Sur ce mot Renseignements, le bureau de la Solde, par exemple, donnait les renseignements relatifs à la solde, le bureau de l'Habillement, ceux de l'habillement. Supposons l'affaire d'un officier d'habillement du 7me léger devant restituer sur sa solde 107 francs, montant de la serge qu'il a reçue indûment, il me fallait des renseignements des deux bureaux susnommés pour pouvoir faire la lettre que M. Daru, secrétaire général, devait signer.

Je suis persuadé que bien peu de mes lettres allaient jusqu'à M. Daru; M. Barthomeuf, homme commun, mais bon commis, commençait alors sa carrière comme son secrétaire particulier (c'est-à-dire commis payé par la Guerre), employé dans le bureau où écrivait M. Daru, et avait à souffrir ses étranges incartades et les excès de travail que cet homme terrible à soi et aux autres exigeait de tout ce qui l'approchait.
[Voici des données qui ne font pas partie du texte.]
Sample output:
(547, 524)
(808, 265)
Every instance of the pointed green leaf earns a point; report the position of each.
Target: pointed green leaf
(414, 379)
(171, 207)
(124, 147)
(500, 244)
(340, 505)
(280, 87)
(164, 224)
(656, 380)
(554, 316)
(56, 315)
J'eus bientôt pris la contagion de la terreur inspirée par M. Daru, et ce sentiment ne m'a jamais quitté à son égard. J'étais né excessivement sensible, et la dureté de ses paroles était sans bornes ni mesure.

De longtemps cependant je ne fus pas assez considérable pour être malmené par lui. Et maintenant que j'y réfléchis sensément, je vois que jamais je n'en ai été réellement maltraité. Je n'ai pas souffert la centième partie de ce qu'a enduré M. de Baure, ancien avocat général du Parlement de Pau. (Y avait-il un tel Parlement[14]? Je n'ai aucun livre à Cività-Vecchia pour le chercher, mais tant mieux, ce livre-ci, fait uniquement avec ma mémoire, ne sera pas fait avec d'autres livres.)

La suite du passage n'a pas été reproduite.